Computer Animation Film VFX

Anerkennung - Honorary Mentions

Cellular Forms

Andy Lomas (GB)


Cellular Forms uses a simplified biological model of morphogenesis, with three-dimensional structures generated out of interconnected particles to represent cells.

Each form starts with a small initial ball of cells which is incrementally developed over time by adding iterative layers of complexity to the structure. The aim is to create forms emergently: exploring generic similarities between many different shapes in nature rather than emulating any particular organism, revealing universal archetypal forms that can come from growth-like processes rather than top-down externally engineered design.

Cell division is controlled by accumulated nutrient levels. When the level in a cell exceeds a given threshold the cell divides, and various parameters control how both the parent and daughter cells re-connect to their immediate neighbors. Rules can also be adjusted for how nutrient is created, such as by being randomly uniformly created by each cell, or by incident light rays creating nutrient in cells hit by photons. Nutrient can also be allowed to flow to adjacent cells. The simulation process is repeated over thousands of iterations and millions of particles, with typical final structures having over fifty million cells.

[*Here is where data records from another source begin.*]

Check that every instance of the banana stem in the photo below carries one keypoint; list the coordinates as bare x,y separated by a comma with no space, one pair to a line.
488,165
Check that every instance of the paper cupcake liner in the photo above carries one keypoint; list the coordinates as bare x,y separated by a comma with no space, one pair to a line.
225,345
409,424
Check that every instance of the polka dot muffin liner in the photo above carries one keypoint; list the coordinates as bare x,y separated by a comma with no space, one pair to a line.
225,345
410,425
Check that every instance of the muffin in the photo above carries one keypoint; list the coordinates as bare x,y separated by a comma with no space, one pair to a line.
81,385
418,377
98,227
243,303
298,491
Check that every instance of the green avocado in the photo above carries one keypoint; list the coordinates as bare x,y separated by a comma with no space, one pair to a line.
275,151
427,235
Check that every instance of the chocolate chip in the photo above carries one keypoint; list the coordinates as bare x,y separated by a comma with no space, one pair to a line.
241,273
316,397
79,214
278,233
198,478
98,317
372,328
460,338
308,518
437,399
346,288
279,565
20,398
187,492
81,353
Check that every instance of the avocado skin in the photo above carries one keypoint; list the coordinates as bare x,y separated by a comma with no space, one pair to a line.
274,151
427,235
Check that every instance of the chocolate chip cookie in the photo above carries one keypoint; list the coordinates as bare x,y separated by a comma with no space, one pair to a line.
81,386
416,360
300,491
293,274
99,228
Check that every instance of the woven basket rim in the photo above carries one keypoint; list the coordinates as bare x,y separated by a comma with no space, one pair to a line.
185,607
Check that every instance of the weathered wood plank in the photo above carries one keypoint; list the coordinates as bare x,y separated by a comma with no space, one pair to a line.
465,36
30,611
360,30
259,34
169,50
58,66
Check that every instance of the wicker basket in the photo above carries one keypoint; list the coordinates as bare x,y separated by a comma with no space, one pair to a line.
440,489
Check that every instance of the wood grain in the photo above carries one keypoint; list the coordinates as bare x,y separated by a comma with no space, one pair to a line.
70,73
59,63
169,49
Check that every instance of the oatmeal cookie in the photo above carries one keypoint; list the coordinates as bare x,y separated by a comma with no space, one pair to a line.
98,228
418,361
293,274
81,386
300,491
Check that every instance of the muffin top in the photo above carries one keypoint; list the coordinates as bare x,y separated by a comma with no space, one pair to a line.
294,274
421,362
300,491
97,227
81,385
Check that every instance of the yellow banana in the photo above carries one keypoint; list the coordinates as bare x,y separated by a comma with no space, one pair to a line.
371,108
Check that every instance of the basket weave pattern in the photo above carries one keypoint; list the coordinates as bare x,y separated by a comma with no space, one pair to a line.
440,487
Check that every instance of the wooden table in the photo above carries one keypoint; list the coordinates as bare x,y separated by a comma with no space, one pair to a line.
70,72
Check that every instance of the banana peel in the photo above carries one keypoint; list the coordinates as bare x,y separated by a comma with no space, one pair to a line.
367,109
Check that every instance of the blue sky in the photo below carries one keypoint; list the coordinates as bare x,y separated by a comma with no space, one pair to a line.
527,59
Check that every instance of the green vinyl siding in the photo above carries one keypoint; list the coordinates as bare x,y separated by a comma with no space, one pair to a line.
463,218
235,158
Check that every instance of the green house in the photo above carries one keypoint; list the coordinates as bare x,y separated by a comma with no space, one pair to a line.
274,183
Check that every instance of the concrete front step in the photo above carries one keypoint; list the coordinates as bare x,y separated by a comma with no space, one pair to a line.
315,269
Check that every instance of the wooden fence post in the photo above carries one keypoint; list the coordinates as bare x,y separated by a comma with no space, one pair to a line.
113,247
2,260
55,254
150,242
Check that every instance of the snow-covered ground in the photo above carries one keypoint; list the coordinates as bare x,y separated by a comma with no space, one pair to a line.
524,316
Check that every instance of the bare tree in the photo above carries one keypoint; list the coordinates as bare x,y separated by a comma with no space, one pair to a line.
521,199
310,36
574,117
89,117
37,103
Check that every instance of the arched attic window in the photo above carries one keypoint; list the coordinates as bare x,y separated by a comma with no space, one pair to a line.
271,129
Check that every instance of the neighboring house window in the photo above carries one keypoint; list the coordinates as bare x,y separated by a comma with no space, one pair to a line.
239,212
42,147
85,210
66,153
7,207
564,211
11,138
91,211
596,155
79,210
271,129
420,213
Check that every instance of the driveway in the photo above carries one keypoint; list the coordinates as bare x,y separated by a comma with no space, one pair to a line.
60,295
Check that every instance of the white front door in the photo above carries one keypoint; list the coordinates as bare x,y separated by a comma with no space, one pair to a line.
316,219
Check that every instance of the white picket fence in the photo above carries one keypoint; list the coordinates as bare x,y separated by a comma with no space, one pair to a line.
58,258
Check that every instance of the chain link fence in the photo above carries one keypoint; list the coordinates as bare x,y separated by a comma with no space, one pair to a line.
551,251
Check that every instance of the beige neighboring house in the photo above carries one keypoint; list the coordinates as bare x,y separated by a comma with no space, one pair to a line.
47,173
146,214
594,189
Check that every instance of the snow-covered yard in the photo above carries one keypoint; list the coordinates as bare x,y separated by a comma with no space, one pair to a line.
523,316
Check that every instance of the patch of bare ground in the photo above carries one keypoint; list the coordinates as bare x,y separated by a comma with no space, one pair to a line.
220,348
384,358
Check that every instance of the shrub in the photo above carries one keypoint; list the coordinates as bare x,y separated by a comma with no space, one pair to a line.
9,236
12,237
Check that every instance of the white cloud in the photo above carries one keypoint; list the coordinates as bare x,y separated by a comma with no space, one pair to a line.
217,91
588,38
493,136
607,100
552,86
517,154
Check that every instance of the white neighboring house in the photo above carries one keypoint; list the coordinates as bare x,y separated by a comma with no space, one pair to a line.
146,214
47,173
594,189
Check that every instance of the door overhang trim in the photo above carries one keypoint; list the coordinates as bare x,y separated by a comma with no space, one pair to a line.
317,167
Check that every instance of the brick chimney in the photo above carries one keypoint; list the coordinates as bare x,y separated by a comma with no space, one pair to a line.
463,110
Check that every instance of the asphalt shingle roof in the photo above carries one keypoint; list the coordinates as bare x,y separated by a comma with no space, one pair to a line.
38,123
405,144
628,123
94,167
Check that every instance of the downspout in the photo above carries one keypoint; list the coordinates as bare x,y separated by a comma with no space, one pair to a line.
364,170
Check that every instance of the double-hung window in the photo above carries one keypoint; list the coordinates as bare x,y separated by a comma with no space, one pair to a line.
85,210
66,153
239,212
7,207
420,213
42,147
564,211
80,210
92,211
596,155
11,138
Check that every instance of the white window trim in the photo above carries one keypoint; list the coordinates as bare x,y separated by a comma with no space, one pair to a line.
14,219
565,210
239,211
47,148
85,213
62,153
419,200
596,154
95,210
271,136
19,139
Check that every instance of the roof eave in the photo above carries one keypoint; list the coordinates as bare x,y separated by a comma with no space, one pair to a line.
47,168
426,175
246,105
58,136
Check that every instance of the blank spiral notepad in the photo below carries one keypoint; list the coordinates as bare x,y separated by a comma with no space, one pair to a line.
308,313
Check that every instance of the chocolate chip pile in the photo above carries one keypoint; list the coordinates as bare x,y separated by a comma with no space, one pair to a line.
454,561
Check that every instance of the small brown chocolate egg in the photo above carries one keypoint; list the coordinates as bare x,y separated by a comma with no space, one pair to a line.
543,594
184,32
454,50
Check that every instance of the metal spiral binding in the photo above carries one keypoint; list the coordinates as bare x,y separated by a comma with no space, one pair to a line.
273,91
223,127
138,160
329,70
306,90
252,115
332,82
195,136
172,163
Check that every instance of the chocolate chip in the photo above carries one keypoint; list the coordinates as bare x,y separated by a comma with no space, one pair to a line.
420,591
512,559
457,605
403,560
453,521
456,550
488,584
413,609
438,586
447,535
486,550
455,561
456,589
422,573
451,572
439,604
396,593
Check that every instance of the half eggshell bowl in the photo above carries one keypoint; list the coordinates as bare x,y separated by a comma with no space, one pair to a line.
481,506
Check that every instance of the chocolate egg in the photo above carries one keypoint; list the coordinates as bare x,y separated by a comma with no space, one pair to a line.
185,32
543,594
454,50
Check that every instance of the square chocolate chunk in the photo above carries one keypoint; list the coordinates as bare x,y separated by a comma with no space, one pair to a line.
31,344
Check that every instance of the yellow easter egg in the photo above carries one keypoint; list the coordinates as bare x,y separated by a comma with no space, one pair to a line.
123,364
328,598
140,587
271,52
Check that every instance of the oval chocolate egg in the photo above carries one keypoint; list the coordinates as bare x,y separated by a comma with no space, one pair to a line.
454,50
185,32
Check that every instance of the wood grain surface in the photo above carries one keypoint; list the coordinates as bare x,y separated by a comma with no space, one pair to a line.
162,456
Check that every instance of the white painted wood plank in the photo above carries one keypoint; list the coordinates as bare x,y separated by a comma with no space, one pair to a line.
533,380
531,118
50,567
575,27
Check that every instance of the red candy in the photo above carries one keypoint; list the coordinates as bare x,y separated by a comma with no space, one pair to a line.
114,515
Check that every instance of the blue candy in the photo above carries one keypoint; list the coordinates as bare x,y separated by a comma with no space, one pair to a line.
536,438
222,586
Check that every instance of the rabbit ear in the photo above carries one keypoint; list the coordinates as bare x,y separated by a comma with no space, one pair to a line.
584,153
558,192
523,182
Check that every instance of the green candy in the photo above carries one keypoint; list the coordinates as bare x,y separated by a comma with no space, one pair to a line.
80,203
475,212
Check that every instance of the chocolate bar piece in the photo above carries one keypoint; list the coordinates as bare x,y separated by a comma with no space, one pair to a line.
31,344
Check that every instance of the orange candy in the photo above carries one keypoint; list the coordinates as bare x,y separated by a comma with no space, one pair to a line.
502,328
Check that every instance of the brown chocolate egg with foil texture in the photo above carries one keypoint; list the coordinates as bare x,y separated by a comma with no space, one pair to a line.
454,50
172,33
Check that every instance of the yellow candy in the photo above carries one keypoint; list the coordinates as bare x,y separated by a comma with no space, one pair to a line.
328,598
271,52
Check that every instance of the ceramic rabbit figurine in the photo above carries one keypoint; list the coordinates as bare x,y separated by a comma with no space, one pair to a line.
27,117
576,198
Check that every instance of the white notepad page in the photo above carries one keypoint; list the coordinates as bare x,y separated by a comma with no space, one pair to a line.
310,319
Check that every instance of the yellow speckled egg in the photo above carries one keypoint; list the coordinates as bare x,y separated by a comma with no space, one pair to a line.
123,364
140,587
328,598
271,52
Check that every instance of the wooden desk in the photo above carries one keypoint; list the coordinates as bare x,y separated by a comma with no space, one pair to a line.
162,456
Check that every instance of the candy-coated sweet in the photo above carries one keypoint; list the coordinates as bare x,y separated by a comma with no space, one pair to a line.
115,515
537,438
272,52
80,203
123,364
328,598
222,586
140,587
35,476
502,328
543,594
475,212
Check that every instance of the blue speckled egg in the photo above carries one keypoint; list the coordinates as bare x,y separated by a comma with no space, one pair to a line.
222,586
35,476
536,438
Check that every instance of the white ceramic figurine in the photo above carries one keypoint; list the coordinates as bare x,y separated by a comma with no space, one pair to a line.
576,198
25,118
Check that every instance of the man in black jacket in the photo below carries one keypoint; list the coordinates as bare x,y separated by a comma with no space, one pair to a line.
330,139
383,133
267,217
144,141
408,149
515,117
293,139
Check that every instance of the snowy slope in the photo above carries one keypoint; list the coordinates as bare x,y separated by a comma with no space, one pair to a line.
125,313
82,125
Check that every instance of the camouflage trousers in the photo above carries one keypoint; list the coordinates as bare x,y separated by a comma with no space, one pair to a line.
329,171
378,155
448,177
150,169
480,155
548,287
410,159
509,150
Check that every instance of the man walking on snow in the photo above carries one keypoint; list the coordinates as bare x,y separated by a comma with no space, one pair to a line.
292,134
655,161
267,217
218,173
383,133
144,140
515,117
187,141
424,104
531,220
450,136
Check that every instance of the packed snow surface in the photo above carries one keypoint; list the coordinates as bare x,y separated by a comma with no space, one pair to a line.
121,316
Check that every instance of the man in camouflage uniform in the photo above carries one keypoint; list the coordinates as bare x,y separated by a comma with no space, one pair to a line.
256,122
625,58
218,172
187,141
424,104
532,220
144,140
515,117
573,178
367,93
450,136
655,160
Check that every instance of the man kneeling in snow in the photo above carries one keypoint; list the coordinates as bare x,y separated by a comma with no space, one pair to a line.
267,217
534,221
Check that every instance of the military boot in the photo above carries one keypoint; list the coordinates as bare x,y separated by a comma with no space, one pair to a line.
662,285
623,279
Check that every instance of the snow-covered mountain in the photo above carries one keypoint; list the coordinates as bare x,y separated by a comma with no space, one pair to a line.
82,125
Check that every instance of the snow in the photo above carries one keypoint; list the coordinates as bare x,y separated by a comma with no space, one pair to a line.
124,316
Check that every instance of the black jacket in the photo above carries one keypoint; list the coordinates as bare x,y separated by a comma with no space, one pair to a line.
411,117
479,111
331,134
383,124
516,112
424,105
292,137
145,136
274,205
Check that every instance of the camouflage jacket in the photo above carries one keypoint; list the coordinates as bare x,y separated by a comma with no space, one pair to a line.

A number of internal forces affect the structures, including linear and torsion spring forces between connected cells. Additional forces repel cells that are in close proximity but are not directly connected. Many different complex organic structures are seen to arise from subtle variations to the rules governing the systems, with selection of forms based on aesthetic considerations rather than optimizing a conventional fitness function. All the software used to run the simulations and render the resulting images was written and designed by the artist and implemented using C++ and CUDA.


Andy Lomas

Andy Lomas (UK) is a mathematician, digital artist and Emmy award winning supervisor of computer generated effects. Cellular Forms is the latest part of Morphogenetic Creations: a series of work which explores how complex organic structures, such as those seen in nature, can be the emergent generative products of growth processes. He has had artworks exhibited in over 40 joint and solo exhibitions, including Siggraph, the Japan Media Arts Festival, the Ars Electronica Festival and the Centro Andaluz de Arte Contemporaneo, and was selected by Saatchi Online to contribute to a special exhibition in the Zoo Art Fair at the Royal Academy of Arts. His production credits include Walking With Dinosaurs, Matrix: Revolutions, Matrix: Reloaded, Over the Hedge, The Tale of Despereaux and Avatar.